A representation formula for all controllers that satisfy an L(infinity)-type constraint is derived for time-varying systems. It is now known that a formula based on two indefinite algebraic Riccati equations may be found for time-invariant systems over an infinite time support (see [J. C. Doyle et al., IEEE Trans. Automat. Control, AC-34 (1989), pp. 831-847]; [K. Glover and J. C. Doyle, Systems Control Lett., 11 (1988), pp, 167-172]; [K. Glover et al., SIAM J. Control Optim., 29 (1991), pp. 283-324]; [M. Green et al., SIAM J. Control Optim., 28 (1990), pp. 1350-13711; [D. J. N. Limebeer et al., in Proc.
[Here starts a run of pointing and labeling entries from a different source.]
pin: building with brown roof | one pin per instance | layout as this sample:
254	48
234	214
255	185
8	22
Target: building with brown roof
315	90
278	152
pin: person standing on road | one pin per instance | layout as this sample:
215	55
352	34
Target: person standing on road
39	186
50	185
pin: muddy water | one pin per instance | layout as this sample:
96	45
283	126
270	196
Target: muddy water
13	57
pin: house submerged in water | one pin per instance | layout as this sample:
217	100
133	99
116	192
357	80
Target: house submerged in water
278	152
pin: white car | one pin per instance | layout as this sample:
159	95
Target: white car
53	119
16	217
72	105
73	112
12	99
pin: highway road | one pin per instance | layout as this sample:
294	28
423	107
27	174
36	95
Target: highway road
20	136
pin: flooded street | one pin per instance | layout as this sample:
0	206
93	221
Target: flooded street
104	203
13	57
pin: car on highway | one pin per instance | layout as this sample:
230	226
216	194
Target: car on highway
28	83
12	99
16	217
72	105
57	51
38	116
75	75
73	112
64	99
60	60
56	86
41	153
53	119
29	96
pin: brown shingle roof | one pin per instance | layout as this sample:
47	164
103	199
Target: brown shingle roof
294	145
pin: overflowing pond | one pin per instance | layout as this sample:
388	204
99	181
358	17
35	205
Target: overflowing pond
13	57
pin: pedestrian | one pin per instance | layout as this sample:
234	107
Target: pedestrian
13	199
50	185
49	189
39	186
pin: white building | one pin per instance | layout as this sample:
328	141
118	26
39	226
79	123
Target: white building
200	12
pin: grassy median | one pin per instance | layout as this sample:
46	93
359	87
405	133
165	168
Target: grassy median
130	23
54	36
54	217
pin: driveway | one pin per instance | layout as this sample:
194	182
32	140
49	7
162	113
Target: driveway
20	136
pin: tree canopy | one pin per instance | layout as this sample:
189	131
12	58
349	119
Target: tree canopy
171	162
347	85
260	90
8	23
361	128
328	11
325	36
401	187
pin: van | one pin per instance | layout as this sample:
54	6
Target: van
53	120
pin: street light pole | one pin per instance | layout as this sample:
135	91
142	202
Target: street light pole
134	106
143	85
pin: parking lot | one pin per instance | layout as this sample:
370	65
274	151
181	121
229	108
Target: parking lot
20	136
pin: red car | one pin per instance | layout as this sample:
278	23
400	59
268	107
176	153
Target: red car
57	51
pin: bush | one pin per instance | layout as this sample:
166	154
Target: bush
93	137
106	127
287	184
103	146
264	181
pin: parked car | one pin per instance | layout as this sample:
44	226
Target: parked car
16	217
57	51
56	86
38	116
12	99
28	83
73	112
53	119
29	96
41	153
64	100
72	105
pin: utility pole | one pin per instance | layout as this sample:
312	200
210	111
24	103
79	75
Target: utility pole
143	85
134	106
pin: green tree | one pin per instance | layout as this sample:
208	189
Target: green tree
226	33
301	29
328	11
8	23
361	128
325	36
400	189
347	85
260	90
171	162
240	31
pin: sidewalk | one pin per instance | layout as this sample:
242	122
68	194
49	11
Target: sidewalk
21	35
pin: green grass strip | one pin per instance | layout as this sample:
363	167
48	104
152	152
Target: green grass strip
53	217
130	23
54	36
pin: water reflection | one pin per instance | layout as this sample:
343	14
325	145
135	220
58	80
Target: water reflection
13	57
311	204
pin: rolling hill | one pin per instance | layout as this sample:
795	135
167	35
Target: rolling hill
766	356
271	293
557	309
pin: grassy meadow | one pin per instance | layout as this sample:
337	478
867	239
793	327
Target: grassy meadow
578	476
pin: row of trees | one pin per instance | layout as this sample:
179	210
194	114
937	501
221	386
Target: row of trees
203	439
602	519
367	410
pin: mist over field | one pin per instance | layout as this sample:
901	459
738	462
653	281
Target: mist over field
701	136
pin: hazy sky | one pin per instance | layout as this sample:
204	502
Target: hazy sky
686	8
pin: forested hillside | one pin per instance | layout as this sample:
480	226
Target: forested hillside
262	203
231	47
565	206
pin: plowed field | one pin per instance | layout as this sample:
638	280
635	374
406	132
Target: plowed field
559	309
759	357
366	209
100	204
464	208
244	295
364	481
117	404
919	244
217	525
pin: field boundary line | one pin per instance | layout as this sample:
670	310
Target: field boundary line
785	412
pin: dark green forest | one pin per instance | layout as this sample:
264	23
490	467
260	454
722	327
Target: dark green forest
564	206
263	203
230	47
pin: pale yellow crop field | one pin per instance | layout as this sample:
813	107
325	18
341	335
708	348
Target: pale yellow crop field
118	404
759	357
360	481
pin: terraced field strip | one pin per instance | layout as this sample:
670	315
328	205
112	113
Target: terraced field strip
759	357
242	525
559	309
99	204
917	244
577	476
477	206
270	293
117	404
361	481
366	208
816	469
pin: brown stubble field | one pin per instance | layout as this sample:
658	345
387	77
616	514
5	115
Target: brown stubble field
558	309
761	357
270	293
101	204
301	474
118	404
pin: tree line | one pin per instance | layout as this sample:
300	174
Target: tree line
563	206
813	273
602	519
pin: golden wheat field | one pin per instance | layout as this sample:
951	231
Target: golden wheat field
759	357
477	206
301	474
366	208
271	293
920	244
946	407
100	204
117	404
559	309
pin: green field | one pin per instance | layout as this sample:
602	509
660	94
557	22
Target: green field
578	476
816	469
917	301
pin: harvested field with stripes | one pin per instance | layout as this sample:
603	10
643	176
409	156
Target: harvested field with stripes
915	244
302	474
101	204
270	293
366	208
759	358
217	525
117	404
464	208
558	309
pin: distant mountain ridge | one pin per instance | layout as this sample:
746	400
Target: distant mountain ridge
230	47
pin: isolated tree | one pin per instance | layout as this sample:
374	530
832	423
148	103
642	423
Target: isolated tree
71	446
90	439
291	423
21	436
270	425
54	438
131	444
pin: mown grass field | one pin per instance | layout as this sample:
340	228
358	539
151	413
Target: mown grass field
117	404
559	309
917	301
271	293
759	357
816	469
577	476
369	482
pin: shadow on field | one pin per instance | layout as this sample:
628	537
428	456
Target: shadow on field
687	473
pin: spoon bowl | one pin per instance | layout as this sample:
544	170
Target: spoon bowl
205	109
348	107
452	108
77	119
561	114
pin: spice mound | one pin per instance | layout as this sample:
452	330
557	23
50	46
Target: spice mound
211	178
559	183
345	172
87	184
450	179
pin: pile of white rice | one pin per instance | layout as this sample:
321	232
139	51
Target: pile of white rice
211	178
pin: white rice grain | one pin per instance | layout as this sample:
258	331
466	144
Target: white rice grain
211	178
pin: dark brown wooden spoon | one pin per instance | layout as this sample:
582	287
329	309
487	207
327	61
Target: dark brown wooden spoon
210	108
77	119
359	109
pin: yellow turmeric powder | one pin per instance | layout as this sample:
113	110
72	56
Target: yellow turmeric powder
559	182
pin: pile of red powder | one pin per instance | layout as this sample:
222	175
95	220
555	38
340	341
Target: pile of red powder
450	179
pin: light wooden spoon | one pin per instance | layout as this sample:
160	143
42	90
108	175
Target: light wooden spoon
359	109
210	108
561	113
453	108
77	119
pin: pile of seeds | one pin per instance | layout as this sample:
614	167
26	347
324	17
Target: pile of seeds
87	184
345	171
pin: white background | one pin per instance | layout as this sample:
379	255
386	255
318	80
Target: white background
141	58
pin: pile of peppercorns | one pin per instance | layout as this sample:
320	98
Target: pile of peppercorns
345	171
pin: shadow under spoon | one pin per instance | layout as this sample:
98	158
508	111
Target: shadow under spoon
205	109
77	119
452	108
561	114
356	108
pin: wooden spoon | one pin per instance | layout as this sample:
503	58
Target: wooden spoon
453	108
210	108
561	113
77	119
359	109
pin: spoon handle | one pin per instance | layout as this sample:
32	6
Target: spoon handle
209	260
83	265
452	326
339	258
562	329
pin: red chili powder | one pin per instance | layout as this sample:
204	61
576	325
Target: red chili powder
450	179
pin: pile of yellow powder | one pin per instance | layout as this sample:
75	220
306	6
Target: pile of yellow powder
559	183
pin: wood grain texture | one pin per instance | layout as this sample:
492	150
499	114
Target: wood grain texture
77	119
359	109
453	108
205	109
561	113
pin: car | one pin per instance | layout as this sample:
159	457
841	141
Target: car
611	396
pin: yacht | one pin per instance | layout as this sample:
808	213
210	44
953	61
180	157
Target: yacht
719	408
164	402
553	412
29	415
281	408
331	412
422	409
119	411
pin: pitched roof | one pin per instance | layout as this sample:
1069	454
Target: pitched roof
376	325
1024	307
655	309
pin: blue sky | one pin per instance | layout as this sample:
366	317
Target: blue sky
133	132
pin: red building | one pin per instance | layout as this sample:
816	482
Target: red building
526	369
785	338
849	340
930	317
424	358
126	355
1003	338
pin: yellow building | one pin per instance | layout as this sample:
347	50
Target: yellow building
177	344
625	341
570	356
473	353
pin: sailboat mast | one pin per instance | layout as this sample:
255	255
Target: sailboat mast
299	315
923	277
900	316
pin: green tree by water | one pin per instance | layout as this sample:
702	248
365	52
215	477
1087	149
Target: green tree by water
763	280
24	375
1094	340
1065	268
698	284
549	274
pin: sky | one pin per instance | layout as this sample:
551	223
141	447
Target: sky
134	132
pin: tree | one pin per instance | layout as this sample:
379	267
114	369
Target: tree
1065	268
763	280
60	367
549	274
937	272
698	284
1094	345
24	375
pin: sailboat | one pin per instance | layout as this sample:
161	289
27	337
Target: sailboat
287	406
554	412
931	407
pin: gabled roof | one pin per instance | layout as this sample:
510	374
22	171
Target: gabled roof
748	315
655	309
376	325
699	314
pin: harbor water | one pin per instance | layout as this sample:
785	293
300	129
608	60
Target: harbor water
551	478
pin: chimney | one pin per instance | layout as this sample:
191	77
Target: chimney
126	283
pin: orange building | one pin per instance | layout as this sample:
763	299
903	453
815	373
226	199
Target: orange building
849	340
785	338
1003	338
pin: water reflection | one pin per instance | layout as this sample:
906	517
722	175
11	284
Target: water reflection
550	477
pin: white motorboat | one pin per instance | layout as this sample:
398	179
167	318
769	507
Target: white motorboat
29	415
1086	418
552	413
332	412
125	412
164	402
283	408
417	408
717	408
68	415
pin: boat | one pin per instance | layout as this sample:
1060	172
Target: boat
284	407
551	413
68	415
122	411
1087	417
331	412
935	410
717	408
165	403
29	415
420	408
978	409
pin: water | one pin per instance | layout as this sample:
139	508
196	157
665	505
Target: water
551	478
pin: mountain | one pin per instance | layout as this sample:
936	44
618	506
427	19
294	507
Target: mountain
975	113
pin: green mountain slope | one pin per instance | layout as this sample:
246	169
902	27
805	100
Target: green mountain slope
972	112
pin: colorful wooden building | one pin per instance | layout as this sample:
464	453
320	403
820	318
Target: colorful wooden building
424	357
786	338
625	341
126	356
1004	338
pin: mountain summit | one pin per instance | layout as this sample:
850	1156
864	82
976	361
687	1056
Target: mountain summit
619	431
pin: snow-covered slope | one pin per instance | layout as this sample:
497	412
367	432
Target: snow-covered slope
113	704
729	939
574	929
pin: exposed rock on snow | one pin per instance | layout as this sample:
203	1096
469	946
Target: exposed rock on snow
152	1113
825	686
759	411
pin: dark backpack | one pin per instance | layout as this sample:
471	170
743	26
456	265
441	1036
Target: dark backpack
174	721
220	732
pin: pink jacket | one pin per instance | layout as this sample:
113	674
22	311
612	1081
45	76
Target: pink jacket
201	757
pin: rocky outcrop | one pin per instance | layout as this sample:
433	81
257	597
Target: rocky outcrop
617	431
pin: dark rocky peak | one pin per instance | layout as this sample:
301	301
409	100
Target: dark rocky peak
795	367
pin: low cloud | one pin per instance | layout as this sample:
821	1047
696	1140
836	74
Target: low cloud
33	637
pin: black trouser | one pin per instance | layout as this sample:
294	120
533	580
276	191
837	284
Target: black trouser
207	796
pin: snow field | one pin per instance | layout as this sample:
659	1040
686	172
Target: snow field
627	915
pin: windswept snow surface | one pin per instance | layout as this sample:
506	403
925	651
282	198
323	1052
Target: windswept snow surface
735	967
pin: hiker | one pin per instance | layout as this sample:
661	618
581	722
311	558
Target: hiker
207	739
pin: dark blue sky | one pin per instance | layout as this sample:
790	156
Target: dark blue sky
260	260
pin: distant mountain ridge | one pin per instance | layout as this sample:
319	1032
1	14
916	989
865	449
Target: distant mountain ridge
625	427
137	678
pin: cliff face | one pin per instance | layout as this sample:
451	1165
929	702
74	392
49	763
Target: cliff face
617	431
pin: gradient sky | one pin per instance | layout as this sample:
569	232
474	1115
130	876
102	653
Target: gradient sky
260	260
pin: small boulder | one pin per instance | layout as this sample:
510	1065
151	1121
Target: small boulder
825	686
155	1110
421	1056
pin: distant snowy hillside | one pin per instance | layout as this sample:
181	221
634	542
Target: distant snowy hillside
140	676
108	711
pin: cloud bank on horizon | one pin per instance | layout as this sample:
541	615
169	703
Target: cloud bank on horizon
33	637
IEEE conf. on Decision and Control, Austin, TX, 1988]; [G. Tadmor, Math. Control Systems Signal Processing, 3 (1990), pp. 301-324]). In the time-varying case, two indefinite Riccati differential equations are required. A solution to the design problem exists if these equations have a solution on the optimization interval. The derivation of the representation formula illustrated in this paper makes explicit use of linear quadratic differential game theory and extends the work in [J. C. Doyle et al., IEEE Trans. Automat. Control, AC-34 (1989), pp. 831-847] and [G. Tadmor, Math. Control Systems Signal Processing, 3 (1990), pp. 301-324]. The game theoretic approach is particularly simple, in that the background mathematics required for the sufficient conditions is little more than standard arguments based on "completing the square."